Corporate titans such as Apple and Walmart are under attack for buying back billions of dollars in stock while supposedly skimping on investment, but evidently the critics have it all wrong: The companies that buy back the most stock also invest the most in the future.
The 100 companies in the MSCI USA index that have bought back the most stock have also boosted capital investment by 45% in the past year, said Andrea Cicione, head of strategy at the global investment advisory firm TS Lombard.
By comparison, the 620 companies in the index as a whole have increased investment by an average of just 10% a year, his research has found.
“The companies engaging in the most buybacks are the ones doing the most investment,” Cicione said in an interview.
Apple announced plans last spring to buy back $100 billion in stock, but it also invested almost $17 billion in 2018 and it plans to invest $14 billion in 2019. And no wonder. The company is trying to prepare for a future in which it’s no longer so reliant on the iPhone.
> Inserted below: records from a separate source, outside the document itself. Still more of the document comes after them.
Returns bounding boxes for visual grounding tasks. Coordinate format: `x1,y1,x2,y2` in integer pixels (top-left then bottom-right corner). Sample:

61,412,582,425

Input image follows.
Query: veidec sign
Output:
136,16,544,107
Walmart, for its part, said last year it would buy back $20 billion in stock. Yet the company has invested at least $10 billion annually for the past three years in an effort to meet head-on competition from Amazon
. The nation’s largest retailer has to invest more in new technologies and e-commerce or risk falling behind.
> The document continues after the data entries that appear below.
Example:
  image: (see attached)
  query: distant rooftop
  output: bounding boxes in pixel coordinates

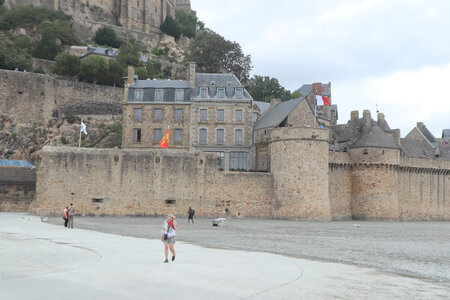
[254,98,304,130]
[296,83,330,97]
[130,79,191,89]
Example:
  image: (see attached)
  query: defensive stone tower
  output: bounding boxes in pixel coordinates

How are companies walking and chewing gum at the same time?
The biggest corporate tax cuts under President Trump in 31 years certainly helped, Cicione said, but he pointed out the surge in stock buybacks preceded them.
Cicione said the largest and most successful American companies have managed to boost what is known as free cash flow, the difference between what a company receives and pays in cash, even faster over the past few years due to rising sales and sound management. That’s allowed them to give money back to shareholders and to increase investment.
Critics don’t see it that way. They contend the boom in stock buybacks over the past few years have come at the expense of workers and the broader economy.
Earlier this month Democratic presidential contender Bernie Sanders and Senate Minority Leader Chuck Schumer said they would offer a proposal to sharply restrict stock buybacks unless companies invest more, especially in worker pay and benefits. Other Democratic candidates have joined in, as has Republican Sen. Marco Rubio.
Even on that front, however, companies are spending more.
Walmart has raised its minimum hourly wage three times since 2015 to $11 an hour, largely because of low unemployment and tougher competition for workers. Many other companies have gone even further, raising their lowest pay scale to $15 an hour.
What’s more, hourly wages and total compensation for all American workers are growing more than 3% a year — the fastest rate in a decade.
Restrictions on buybacks are unlikely to push companies to increase investment in equipment or workers, Cicione said. Companies would have done so already if they thought it would boost their bottom line.
If companies continue to generate huge amounts of extra cash, he said, they’ll simply shift from buying back stock to giving shareholders bigger annual dividends or special onetime dividends. Higher dividends don’t get the same bad press and mostly benefit common shareholders, including retirement plans for millions of Americans.
“If companies generate so much cash, they will find other ways to return it to shareholders,” he said.